An Entity-Relationship Model (ERM) is a data modeling technique where a representation of structured data is defined and data refining is very important. This is a stage in information system design where models are used in describing information needs or the type of information that is to be stored in a database during the requirements analysis. It makes sure that data are not redundant and relationship integrity is maintained so that any insert, delete or update processes can be easy managed without sacrificing the final data quality by broken integrity. In this aspect, data is refined by making sure that all relationships between entities and corresponding attributes are secure and accurate.
Data refining also takes place during the database normalization, technique used in designing relational database tables so that duplication of information is minimized. As a result, the database is safeguarded from certain types of logical inconsistency.
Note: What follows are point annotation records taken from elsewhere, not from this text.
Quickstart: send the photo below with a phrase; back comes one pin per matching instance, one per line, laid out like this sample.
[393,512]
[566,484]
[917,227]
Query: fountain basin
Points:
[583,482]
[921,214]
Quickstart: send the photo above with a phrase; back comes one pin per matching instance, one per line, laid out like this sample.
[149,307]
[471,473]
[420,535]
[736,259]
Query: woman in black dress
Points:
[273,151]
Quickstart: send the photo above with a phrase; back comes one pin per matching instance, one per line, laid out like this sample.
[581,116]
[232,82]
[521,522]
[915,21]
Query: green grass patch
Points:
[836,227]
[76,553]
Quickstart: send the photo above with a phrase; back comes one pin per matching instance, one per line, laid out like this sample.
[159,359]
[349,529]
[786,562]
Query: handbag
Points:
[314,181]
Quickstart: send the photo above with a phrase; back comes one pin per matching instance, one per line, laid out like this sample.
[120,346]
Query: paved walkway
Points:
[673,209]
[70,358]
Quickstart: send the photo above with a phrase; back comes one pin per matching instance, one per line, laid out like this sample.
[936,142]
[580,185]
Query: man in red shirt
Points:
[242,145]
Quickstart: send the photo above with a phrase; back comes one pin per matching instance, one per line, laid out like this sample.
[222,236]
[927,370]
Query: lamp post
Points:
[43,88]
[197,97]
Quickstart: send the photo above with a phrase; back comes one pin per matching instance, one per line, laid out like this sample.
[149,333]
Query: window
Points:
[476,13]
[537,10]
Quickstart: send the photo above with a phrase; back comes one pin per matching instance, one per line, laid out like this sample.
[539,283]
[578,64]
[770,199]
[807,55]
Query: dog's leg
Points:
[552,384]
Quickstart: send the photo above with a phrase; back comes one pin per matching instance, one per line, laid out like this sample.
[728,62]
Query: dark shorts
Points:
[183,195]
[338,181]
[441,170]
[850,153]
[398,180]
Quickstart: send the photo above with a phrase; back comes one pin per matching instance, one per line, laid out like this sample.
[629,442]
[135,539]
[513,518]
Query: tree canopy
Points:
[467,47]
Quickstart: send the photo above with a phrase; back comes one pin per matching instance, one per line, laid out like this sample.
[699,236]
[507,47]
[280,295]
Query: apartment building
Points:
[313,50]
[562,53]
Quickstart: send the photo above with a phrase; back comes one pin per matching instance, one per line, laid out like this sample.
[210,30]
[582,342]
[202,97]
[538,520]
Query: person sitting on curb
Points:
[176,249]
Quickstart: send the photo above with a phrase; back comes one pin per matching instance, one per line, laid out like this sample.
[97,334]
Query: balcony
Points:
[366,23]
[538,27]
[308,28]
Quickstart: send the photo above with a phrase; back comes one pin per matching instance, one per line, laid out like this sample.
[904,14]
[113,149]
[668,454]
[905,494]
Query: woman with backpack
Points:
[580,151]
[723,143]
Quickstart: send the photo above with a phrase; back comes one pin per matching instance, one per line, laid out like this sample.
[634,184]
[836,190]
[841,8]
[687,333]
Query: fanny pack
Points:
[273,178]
In data mining, there is a process called data massaging. This process is used in extracting values the numbers, statistics, and information found within a database and to predict what a customer will do next. Data Mining works in several stages starting with collection of data, then data refining, and taking the final action. Data collection may be gathering of information fro website databases and logs. Data refining involves comparing of user profiles with recorded behavior and dividing the users into groups so that behaviors can be predicted. The final is action is the appropriate action taken by the data mining process or the data source and that action is answering a question on the fly or sending targeting online advertisements to a browser or any other software application being used.